Federal Reserve Takes Drastic Steps to Prevent Depression
In an attempt to save the economy from a depression, the Federal Reserve is taking drastic steps to make borrowing easier for banks and other large entities.
The rescue plan includes unlimited bond-buying, three new credit facilities, and an upcoming main street lending program.
The Fed says the programs will provide up to $300 billion in new financing, but that didn’t keep Wall Street from falling deeper into the red.
The DOW dropped 582 points Monday. The Nasdaq lost almost 20 points. And the S&P 500 Index dipped just under 70.
But Tuesday morning’s market futures show stocks will open trading in the green.
We’re now halfway into the federal government’s 15-day period to slow the spread of coronavirus.
President Trump says once the period is over, his administration will make a decision on the next steps.
That includes possibly easing up on the federal social distancing regulations and urging businesses to re-open as soon as next week.

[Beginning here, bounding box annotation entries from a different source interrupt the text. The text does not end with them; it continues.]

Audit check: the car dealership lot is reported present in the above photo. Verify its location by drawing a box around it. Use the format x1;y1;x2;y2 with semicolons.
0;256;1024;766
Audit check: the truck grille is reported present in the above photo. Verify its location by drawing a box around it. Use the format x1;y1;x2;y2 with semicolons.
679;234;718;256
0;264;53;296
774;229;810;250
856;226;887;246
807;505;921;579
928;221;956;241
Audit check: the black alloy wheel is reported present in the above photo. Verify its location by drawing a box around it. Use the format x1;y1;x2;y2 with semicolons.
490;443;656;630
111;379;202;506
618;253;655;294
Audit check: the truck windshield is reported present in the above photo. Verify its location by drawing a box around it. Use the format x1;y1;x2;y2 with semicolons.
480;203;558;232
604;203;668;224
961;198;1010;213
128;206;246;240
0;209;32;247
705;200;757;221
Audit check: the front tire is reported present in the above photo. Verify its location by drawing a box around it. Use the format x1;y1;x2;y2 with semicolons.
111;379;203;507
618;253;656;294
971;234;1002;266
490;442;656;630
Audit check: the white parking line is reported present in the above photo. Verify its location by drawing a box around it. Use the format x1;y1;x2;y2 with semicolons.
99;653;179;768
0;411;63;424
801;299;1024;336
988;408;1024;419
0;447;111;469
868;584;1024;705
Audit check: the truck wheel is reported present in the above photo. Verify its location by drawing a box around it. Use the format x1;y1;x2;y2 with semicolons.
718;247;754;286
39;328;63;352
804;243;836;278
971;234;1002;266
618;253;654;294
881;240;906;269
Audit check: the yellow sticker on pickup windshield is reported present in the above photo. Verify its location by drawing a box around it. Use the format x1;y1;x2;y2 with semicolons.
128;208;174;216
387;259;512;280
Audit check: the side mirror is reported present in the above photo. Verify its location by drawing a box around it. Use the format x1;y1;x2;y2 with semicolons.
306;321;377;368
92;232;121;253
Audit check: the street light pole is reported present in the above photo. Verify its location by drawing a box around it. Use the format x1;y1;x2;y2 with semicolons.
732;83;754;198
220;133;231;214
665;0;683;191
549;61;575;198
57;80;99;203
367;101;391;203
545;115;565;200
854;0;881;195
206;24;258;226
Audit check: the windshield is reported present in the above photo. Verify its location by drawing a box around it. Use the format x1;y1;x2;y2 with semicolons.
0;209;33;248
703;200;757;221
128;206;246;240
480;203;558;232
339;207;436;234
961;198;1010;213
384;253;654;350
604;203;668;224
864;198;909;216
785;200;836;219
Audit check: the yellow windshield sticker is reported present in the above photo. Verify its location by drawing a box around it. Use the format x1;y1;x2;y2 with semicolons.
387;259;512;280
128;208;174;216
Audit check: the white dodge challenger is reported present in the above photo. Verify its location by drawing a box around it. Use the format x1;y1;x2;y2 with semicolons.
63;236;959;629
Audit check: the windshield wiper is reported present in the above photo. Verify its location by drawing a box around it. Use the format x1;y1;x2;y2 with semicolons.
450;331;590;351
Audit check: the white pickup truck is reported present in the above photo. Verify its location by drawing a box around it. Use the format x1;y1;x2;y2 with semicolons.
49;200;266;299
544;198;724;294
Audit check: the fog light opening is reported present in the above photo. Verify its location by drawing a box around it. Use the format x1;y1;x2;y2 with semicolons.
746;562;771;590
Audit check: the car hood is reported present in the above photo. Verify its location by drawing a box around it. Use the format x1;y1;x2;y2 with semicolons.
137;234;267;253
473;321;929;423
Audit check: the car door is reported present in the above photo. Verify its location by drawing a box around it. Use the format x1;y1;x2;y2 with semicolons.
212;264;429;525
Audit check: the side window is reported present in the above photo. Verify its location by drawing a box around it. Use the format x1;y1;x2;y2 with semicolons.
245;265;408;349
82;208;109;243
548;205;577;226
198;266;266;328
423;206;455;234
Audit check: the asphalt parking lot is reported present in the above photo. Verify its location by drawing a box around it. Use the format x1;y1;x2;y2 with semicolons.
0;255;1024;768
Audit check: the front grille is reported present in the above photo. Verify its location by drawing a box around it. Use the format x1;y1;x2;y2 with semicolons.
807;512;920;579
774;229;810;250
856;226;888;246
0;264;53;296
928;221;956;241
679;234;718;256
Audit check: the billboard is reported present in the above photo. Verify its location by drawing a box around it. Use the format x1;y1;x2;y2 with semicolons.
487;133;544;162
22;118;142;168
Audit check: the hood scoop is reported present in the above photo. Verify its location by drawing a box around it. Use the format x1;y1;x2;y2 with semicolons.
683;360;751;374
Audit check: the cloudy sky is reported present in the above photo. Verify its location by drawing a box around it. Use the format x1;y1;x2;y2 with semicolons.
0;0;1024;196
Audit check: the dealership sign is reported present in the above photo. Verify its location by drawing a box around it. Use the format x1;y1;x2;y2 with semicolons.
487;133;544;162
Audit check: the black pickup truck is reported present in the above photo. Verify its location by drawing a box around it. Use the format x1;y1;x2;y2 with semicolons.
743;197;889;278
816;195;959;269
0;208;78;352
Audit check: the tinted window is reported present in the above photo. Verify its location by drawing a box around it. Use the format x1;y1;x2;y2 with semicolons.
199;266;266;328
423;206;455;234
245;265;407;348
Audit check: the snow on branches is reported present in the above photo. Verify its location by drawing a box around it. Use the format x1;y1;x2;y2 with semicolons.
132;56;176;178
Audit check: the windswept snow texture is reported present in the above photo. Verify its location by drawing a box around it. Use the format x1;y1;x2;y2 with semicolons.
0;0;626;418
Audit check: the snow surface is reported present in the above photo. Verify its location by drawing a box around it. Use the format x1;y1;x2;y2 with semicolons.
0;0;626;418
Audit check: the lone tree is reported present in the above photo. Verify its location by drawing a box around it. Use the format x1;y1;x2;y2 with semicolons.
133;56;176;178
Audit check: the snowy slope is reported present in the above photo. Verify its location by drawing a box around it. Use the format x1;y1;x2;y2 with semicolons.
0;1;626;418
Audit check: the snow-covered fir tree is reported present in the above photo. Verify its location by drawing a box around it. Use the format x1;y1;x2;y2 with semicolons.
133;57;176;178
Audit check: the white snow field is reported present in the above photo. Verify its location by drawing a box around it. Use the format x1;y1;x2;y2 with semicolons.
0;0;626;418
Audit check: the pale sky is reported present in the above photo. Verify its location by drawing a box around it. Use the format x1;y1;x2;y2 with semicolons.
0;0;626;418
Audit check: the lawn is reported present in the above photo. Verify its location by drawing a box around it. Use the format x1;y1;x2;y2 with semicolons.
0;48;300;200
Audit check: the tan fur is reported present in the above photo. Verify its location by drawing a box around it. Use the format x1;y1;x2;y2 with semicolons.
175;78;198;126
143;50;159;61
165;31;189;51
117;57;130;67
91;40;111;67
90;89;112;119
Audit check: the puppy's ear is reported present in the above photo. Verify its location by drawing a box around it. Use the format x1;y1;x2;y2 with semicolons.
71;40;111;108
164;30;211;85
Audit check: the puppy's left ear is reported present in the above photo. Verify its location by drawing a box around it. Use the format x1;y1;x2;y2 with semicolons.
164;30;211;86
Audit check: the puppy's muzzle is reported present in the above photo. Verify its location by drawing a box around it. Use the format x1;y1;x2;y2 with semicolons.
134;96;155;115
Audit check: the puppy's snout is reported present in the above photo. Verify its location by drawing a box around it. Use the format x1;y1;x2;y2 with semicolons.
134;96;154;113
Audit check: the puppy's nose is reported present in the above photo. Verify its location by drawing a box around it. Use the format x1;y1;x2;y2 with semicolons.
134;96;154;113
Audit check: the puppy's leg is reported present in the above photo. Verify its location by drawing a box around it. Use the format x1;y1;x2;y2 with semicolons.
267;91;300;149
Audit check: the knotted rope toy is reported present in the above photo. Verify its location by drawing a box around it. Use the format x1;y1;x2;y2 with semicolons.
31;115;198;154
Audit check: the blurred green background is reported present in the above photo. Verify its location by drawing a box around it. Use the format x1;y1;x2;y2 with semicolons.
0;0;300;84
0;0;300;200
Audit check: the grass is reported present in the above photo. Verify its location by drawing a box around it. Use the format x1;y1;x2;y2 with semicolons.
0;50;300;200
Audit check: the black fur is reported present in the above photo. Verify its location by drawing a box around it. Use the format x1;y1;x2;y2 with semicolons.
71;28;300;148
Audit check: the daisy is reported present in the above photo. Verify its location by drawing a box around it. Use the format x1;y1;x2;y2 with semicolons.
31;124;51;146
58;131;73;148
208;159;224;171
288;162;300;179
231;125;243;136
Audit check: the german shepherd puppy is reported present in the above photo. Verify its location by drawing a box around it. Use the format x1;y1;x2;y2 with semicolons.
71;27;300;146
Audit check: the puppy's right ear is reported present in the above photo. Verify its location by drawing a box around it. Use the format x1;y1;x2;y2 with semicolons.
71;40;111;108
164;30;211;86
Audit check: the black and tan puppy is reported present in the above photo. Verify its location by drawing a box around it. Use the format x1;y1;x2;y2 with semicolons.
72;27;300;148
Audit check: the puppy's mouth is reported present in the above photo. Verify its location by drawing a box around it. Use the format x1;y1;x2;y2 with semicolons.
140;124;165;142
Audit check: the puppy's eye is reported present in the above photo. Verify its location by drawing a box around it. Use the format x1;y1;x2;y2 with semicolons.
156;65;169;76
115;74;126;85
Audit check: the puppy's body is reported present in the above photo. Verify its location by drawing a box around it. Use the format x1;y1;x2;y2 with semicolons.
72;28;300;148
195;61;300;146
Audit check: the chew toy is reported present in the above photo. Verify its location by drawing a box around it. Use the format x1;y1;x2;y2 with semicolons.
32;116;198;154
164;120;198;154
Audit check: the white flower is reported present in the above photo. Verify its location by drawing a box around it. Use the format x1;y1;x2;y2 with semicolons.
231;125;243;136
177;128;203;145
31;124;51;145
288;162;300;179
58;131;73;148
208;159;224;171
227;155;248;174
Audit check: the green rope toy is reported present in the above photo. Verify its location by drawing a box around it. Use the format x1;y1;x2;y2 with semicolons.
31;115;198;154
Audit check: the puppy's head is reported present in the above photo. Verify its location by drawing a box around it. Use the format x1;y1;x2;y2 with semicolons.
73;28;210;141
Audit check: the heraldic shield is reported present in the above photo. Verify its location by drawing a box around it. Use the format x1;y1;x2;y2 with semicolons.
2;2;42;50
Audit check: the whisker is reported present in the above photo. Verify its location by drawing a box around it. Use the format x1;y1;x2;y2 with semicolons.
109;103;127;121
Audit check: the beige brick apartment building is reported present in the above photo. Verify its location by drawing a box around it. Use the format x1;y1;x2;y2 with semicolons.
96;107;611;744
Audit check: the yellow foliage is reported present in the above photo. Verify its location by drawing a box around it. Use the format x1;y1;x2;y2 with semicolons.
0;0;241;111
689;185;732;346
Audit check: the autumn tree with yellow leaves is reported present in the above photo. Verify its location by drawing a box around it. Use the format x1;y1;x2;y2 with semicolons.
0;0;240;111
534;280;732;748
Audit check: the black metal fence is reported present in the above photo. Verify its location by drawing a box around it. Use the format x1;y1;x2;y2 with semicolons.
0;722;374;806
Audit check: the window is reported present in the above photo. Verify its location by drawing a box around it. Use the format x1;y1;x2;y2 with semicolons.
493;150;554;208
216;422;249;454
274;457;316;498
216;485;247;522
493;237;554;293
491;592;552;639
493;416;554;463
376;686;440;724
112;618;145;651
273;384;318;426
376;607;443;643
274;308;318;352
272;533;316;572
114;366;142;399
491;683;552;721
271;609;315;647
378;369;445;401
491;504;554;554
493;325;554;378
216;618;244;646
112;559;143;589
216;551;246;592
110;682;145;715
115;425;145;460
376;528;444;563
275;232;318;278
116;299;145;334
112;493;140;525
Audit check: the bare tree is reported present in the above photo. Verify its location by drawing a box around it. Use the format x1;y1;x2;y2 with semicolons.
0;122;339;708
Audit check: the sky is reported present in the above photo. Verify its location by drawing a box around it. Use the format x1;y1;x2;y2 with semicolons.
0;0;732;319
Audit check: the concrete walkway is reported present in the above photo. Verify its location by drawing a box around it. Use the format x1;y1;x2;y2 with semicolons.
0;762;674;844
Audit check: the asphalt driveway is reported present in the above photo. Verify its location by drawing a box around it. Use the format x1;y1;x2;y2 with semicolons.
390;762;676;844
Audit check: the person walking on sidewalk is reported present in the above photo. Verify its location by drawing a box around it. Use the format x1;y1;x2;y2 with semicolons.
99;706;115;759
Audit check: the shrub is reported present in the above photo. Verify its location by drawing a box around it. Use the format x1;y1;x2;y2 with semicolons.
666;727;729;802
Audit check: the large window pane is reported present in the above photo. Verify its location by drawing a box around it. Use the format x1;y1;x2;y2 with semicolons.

“We also have a large team working on what the next steps will be once the medical community gives a region the okay,” he said. “Meaning the okay to get going, to get back, let’s go to work. Our country wasn’t built to be shut down. This is not a country that was built for this. It was not built to be shut down.”
On the other hand, the president’s own health experts have said it’s too soon to tell if the guidelines are effective and warn that social distancing is still crucial to curbing the spread of the virus.